Deep learning techniques, especially deep neural networks, have emerged as a powerful strategy for learning feature representations directly from data and led to remarkable breakthroughs in many image understanding tasks. Most of current employed deep neural networks are designed by human experts, which is time-consuming and error-prone. At the same time, with the rise of the Internet of Things (IoT), embedded devices such as smartphones and uncrewed vehicles demand low power and real-time implementation of image understanding algorithms. Although deep neural networks have a superior performance advantage in many image understanding tasks, the expensive computing cost makes it difficult to deploy into edge devices. Therefore, how to efficiently design neural network architecture according to different tasks is an important research topic. This thesis focuses on neural architecture search algorithms for efficient image understanding. The specific contributions of this thesis are summarized as follows:
This thesis proposes a cyclic differentiable architecture search algorithm. The differentiable architecture search algorithm has extremely high search efficiency compared with the traditional neural architecture search algorithm. In the search process, the differentiable search algorithm first finds an optimal architecture in a shallow search network, and then further builds a deep evaluation network based on the searched optimal architecture. This practice makes the search and evaluation processes independent to each other, resulting in poor performance. To alleviate this problem, this thesis proposes a cyclic differentiable architecture search algorithm. The algorithm constructs the information feedback path between the search network and the evaluation network. First, the search network generates an initial architecture for evaluation, and the weights of the evaluation network are optimized. Second, the architecture weights in the search network are further optimized by the label supervision in classification, as well as the regularization from the evaluation network through feature distillation. Repeating the above cycle results in a joint optimization of the search and evaluation networks and thus enables the evolution of the architecture to fit the final evaluation network. In this way, this thesis realizes the joint optimization of the search model and the evaluation model, alleviates the problem caused by the independent optimization of the search and evaluation networks in the differentiable architecture search, and verifies the effectiveness of the method in multiple datasets of image classification.
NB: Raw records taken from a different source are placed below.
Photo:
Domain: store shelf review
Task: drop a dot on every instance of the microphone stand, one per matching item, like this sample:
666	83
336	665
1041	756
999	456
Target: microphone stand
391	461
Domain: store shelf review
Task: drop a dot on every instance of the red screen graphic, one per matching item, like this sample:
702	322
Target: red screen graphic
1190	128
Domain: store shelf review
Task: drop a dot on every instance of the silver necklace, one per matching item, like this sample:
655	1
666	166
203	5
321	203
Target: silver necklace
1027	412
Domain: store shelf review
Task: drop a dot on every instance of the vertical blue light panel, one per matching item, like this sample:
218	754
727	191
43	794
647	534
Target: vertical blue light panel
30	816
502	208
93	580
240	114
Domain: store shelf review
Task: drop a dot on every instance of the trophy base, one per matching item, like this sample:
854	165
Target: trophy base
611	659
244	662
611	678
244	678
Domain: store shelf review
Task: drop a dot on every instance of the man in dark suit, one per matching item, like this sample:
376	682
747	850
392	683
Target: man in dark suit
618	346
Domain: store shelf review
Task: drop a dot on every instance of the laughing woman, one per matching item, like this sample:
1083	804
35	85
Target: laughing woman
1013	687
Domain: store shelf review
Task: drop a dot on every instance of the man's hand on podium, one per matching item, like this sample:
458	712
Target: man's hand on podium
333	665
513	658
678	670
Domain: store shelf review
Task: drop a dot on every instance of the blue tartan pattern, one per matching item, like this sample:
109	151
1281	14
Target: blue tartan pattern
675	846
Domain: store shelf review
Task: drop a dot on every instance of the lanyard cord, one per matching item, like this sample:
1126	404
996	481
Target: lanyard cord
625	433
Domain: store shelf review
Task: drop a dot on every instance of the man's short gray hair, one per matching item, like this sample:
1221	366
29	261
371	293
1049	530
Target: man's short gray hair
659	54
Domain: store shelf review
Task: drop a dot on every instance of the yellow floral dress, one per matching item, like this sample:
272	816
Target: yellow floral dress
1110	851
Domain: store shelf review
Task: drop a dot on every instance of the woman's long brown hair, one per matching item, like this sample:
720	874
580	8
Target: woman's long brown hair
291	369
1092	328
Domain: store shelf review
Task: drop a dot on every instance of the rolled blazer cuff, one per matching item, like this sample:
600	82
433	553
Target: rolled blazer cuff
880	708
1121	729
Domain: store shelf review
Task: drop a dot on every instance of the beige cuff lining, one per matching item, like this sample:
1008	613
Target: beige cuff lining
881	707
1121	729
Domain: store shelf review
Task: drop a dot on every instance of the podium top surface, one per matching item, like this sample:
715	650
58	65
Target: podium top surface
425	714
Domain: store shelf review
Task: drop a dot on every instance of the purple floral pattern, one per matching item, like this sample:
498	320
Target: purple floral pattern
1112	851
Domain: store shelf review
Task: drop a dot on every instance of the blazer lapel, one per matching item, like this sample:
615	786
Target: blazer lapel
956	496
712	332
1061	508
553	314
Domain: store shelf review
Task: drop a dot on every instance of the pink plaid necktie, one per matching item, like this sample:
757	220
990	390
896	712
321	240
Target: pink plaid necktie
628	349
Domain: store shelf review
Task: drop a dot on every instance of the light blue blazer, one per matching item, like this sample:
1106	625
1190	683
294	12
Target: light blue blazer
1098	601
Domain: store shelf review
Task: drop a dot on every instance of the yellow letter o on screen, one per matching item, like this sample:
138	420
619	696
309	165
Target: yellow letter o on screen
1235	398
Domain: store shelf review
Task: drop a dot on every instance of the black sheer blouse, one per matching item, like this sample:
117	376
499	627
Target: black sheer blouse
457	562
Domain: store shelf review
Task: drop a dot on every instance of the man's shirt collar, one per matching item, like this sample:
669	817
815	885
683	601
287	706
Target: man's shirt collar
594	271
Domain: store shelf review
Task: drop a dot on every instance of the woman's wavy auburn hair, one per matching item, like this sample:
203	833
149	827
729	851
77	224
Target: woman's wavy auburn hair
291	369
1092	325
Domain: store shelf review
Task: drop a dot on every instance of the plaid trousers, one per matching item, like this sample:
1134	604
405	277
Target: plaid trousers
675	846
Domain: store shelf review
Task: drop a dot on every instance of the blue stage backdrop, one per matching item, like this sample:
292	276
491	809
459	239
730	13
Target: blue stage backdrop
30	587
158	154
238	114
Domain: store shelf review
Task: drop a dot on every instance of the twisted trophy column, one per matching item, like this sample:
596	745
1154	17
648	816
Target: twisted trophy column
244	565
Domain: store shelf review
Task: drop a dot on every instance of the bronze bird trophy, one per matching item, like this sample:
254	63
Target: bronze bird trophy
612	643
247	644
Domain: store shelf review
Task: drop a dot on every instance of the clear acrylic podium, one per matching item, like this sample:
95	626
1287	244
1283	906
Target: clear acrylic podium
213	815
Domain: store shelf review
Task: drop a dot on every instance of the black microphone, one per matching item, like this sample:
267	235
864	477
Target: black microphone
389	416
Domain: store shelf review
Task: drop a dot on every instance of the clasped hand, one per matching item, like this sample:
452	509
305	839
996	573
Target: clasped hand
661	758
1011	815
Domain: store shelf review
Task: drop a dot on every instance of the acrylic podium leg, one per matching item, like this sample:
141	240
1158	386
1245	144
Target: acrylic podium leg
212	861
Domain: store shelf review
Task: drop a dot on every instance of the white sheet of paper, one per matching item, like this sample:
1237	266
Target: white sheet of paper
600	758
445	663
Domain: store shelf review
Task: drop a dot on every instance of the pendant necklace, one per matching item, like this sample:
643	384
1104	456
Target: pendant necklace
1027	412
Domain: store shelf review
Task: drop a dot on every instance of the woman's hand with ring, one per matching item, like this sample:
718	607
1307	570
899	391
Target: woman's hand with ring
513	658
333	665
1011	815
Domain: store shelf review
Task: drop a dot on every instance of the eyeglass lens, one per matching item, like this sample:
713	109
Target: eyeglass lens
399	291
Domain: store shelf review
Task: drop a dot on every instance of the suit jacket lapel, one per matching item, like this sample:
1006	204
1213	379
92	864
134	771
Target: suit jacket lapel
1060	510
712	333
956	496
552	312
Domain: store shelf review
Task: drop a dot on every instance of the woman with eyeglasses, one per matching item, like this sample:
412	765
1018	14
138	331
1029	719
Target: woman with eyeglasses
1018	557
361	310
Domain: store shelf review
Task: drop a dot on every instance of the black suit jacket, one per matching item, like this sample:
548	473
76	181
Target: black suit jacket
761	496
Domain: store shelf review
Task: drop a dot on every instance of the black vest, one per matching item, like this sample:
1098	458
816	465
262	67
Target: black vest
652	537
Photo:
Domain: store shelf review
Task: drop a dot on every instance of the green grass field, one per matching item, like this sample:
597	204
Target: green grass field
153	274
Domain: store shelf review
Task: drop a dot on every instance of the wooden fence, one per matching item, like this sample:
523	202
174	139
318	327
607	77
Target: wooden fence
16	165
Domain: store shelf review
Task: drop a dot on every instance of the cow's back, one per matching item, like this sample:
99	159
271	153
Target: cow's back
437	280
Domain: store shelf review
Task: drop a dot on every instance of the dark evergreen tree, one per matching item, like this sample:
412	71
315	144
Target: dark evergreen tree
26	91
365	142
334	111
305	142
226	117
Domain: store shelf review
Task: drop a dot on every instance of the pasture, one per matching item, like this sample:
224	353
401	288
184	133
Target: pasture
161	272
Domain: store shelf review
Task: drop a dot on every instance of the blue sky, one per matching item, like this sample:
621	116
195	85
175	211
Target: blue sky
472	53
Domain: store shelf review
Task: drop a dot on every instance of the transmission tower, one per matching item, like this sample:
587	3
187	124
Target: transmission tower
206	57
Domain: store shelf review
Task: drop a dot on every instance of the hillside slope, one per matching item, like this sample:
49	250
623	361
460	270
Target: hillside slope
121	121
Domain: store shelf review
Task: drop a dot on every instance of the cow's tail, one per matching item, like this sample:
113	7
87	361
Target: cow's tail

This thesis proposes an introspective distillation for the sampling-based one-shot neural architecture search algorithm. The sampling-based one-shot neural architecture search algorithm uses the weight sharing mechanism in the super-network, which greatly shortens the evaluation time of network architecture performance. However, this weight sharing leads to highly coupled sub-network parameters in the super-network, so that the sub-network in the super-network can not be fully trained. Therefore, the accuracy of the sub-network in the evaluation can not reflect its real performance, which affects the search efficiency. In this thesis, an introspective distillation neural architecture search algorithm is proposed. In the training process, the algorithm dynamically selects the sub-network with the best performance as the teacher model to further guide the training of super-network, so as to alleviate the low search efficiency caused by insufficient super-network training, and has made significant improvements in image classification, object detection and semantic segmentation.
This thesis proposes a text detection and tracking algorithm based on neural architecture search. Traditional neural architecture search algorithms generally search on image classification tasks and then transfer the searched network architectures to different image understanding tasks. Searching for a single non-target task results in a network architecture that is not optimal for a specific task and cannot leverage different supervision information for multiple tasks. For the video text detection task, this thesis proposes an end-to-end video text detection and tracking model. Its feature descriptor realizes the joint modeling of detection and tracking. On this basis, the backbone network architecture search is performed, which significantly improves the model performance.
This thesis proposes a multi-objective and multi-branch neural architecture search algorithm for image segmentation. The search space of the traditional neural architecture search algorithm often contains only a single branch model and the search algorithm takes performance as the only optimization goal, which will limit the application scenarios of the searched architectures and reduce the efficiency of the search algorithm. This thesis proposes a novel search space for image segmentation, which contains a lightweight self-attention module and a lightweight convolution module, and can search for various combinations between different resolution branches. At the same time, the algorithm is a multi-objective search algorithm, including model inference speed, model size and performance. Compared with the previous search algorithm, this algorithm searches for a series of models with different branches of small, medium and large on the Pareto boundary, so it can be more flexible in selecting models according to needs in actual scenarios.
These innovations contribute to leading results in multiple public datasets for image understanding tasks. At the same time, this thesis focuses on the computational efficiency of neural network architecture. The network architectures designed by the algorithms in this thesis have significant advantages over other methods in terms of computation cost. Finally, the methods in this thesis can also be extended to more machine learning tasks based on deep neural networks to further improve the performance of the target task or reduce its computation cost.